Figs.5,6 (below): Areas near the margin of the blobs with dark globules and indistinct bunches of dark streaks.


black dots + streaksblack dots and streaks






It seems as if aligned filaments or tubes had been involved in the formation of the blobs but had mostly decayed and vanished from sight (Figs.5,6,7).
There are other peculiar features involved: black clots of various shape, size, and arrangement. They are conspicuous when concave on the margin as in Fig.8. The clots may be arranged along a boundary, at some distance of it, or apparently at random. The tiny dark dots in Fig.8 are quite different from the dark globules in Figs.2-6. They seem to be the debris from a former structure. The texture in Fig.7 is so poorly preserved that it is hard to tell whether it originates from tubes or from aligned (bunches of) filaments. Whatever it was, it did not let the silt grains enter, hence they are kept beyond the margin: Figs.2-8.
(A similar formation seen on another sample, with tubes oriented towards the margin, has been discussed in connection with nematophytes.)
blob with faint texture



Fig.7 (far left): Area with a faint texture oriented towards the margin. Width of the picture 3mm.

Fig.8: Upper part of a blob with light-coloured chalcedony and dark substance of various shape. Width of the picture 6mm.

Fig.9 (below): Blob with black ribbon-like (?) remains of some structure. Height of the picture 2mm.

It seems difficult to make sense of these observations. At natural size the blobs are seen with an apparently clear outline. Magnification reveals that there are several not so well defined boundaries, more or less rugged ones.
What seems to be black globules in Figs.2-6 turns out to be hollow ones, now filled with clear chalzedony. If cut into halves it is seen that their wall is not black but dark and transparent. The black aspect against the background of light-coloured chalzedony appears only if the light is absorbed by both the front and rear wall of the whole globule.
Apparently the wall is covered with tiny dark dots about 6µm apart. These globules differ clearly from the chlamydospores of the fungi whose hyphae are present in the chert above the blobs in Fig.1.
The smallest globules tend to be not dark but pale. A few globules in Figs.3,4 are of white aspect, which only indicates that they became filled with fine-grained quartz.
Various tentative interpretations have to be considered, including colonial microbes or algae, preferably arranged in peripheral positions around some of the blobs as if they formed a kind of symbiosis. So it may turn out that the small globules are no characteristic feature of the cm-size blobs.
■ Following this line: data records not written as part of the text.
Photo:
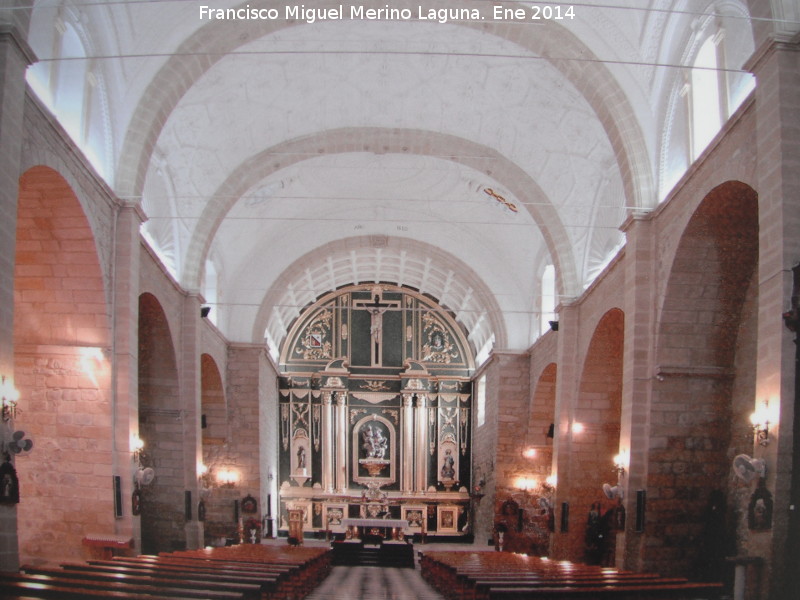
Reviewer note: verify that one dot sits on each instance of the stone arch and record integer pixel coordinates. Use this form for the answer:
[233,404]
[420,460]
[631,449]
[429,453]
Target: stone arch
[211,43]
[405,141]
[595,442]
[705,383]
[298,270]
[161,428]
[62,370]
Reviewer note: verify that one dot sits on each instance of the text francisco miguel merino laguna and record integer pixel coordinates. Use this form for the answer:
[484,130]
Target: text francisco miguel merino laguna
[301,12]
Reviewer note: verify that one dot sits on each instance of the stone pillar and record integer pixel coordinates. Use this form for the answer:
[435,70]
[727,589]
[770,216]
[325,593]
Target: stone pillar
[637,376]
[15,56]
[567,385]
[243,381]
[327,442]
[341,442]
[407,455]
[421,481]
[191,398]
[776,66]
[125,350]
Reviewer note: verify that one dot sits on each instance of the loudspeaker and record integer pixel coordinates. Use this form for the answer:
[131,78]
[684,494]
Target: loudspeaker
[641,497]
[117,483]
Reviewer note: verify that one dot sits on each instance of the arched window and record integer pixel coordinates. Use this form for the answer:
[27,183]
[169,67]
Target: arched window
[705,97]
[480,400]
[70,83]
[548,299]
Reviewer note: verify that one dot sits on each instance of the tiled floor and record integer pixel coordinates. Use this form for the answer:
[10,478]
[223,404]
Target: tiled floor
[374,583]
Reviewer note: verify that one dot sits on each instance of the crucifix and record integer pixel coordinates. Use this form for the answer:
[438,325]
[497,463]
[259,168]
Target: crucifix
[376,308]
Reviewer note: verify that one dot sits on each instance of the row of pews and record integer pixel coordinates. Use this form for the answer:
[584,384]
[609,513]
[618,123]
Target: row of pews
[491,575]
[244,572]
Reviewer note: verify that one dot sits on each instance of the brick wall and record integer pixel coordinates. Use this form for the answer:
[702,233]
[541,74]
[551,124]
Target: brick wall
[62,370]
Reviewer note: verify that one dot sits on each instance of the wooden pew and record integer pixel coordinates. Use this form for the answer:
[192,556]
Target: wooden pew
[274,582]
[506,576]
[31,589]
[267,589]
[136,588]
[245,591]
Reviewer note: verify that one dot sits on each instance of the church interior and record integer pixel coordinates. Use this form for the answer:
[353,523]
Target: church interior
[512,276]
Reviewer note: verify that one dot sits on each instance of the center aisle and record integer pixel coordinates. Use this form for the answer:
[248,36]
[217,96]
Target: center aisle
[374,583]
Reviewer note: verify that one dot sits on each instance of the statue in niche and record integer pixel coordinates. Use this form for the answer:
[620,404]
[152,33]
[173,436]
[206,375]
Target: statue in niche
[374,442]
[448,469]
[759,511]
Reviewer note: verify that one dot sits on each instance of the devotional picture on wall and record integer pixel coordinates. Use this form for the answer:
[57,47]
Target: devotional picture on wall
[448,519]
[373,448]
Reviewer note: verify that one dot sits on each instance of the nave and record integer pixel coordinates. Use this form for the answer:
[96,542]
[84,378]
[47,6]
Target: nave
[374,583]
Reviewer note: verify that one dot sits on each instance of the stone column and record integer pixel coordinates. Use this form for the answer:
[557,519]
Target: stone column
[190,391]
[637,376]
[327,442]
[776,66]
[567,383]
[422,443]
[341,442]
[15,56]
[125,350]
[407,454]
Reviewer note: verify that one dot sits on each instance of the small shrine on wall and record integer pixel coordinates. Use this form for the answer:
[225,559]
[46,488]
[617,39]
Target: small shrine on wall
[375,409]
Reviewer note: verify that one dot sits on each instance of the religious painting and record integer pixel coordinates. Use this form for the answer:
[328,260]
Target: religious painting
[301,457]
[334,514]
[415,516]
[249,505]
[373,450]
[9,484]
[448,462]
[759,510]
[447,521]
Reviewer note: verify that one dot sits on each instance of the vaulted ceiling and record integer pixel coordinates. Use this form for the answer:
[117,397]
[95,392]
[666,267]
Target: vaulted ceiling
[280,159]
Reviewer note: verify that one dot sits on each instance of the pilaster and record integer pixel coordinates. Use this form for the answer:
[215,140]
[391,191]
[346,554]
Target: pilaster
[777,70]
[637,376]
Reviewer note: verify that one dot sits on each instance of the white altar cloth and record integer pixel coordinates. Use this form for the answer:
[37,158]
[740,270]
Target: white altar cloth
[375,523]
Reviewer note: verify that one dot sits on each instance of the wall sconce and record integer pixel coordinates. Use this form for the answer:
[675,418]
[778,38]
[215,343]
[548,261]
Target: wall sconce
[137,447]
[227,478]
[621,463]
[10,396]
[760,420]
[527,484]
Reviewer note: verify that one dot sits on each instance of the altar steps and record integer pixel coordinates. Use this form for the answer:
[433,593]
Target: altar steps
[351,554]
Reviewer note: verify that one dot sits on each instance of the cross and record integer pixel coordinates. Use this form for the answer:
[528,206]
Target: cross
[376,309]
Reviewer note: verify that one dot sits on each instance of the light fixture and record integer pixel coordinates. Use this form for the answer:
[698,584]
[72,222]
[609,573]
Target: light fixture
[621,463]
[760,420]
[10,396]
[137,447]
[227,478]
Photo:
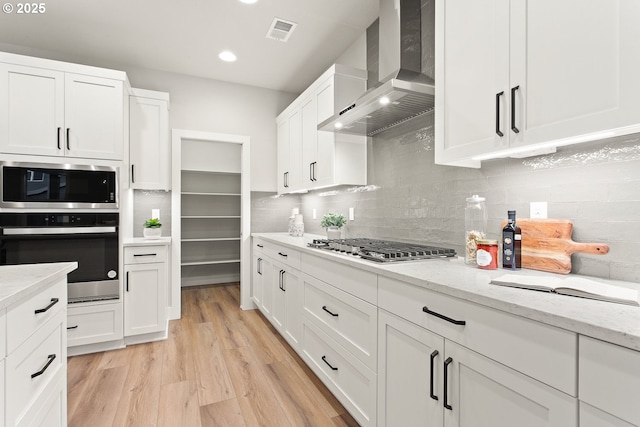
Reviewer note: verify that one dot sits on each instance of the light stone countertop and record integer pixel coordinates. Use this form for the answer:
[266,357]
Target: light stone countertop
[142,241]
[21,281]
[615,323]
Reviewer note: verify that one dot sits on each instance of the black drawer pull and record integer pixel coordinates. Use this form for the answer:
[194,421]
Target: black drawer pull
[51,358]
[443,317]
[433,356]
[324,359]
[446,383]
[324,307]
[54,301]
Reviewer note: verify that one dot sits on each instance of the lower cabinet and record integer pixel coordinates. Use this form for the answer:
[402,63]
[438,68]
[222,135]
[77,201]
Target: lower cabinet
[145,287]
[90,324]
[425,379]
[286,313]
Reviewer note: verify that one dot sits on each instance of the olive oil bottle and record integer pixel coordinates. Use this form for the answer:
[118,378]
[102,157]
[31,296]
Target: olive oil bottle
[511,243]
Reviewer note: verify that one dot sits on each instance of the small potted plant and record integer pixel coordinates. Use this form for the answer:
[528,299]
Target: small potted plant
[152,228]
[333,224]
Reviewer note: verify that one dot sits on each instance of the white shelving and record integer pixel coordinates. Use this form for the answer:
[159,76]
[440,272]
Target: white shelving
[211,226]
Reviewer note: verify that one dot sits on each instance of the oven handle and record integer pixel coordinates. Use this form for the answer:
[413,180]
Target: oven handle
[57,230]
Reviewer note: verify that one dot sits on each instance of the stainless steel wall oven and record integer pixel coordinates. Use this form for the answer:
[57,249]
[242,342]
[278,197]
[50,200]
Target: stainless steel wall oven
[91,239]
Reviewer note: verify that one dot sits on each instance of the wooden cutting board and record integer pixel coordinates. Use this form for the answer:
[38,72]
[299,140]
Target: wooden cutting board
[547,245]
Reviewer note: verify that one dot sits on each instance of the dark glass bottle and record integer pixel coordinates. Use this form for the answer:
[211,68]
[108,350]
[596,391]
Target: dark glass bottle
[511,243]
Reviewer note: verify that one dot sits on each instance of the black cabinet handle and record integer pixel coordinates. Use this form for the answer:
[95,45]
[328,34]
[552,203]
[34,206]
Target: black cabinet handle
[54,301]
[324,307]
[51,358]
[498,131]
[513,109]
[324,359]
[433,356]
[446,382]
[443,317]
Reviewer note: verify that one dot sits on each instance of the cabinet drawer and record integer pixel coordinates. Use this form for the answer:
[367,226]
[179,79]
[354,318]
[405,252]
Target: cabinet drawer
[282,254]
[360,283]
[93,324]
[43,355]
[347,319]
[543,352]
[22,319]
[351,382]
[609,378]
[145,254]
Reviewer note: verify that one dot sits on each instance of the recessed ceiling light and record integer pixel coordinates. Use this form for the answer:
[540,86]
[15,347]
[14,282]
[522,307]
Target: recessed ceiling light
[227,56]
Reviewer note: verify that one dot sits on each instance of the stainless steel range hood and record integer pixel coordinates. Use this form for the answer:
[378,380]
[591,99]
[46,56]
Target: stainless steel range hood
[405,93]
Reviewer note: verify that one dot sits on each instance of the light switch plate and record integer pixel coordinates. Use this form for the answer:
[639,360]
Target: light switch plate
[538,210]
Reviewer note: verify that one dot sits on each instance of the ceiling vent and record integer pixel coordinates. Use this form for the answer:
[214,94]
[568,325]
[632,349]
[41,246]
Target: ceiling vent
[281,30]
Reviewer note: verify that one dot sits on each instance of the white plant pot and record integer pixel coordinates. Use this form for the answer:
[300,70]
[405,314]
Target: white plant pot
[152,233]
[334,233]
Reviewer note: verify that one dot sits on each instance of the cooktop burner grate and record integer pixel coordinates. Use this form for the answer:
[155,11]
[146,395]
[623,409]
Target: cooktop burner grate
[383,250]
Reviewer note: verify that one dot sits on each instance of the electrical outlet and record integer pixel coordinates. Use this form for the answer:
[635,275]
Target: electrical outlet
[538,210]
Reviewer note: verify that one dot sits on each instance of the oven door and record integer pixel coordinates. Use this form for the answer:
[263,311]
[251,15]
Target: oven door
[95,249]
Unfortunately, the same can be suspected of the dark inclusions in Figs.5-9, too.
Without a practicable clue from the details, one can try to derive a tentative interpretation of the blobs from the overall aspect in Fig.1: Roughly globular or half-spherical cm-size blobs attached to the bottom under water or to moist soil are known from several cyanobacteria families. The blobs are usually kept in shape by organic gel. Those considered here might have grown in clear water or on land, then become flooded, with the silt particles sticking to their envelope of gel where they later became silicified together with everything else. Inclusions seen inside might either have been overgrown by the cyanobacteria or grown into the blob later, then degraded. Large tubes found in this sample, 80...120µm wide and thus being comparable to Palaeonitella, may look like the debris in Fig.9 when crushed.
The attempted interpretations has to remain uncertain here because it is not known whether the observed details belong together or have got
together on the images only incidentally.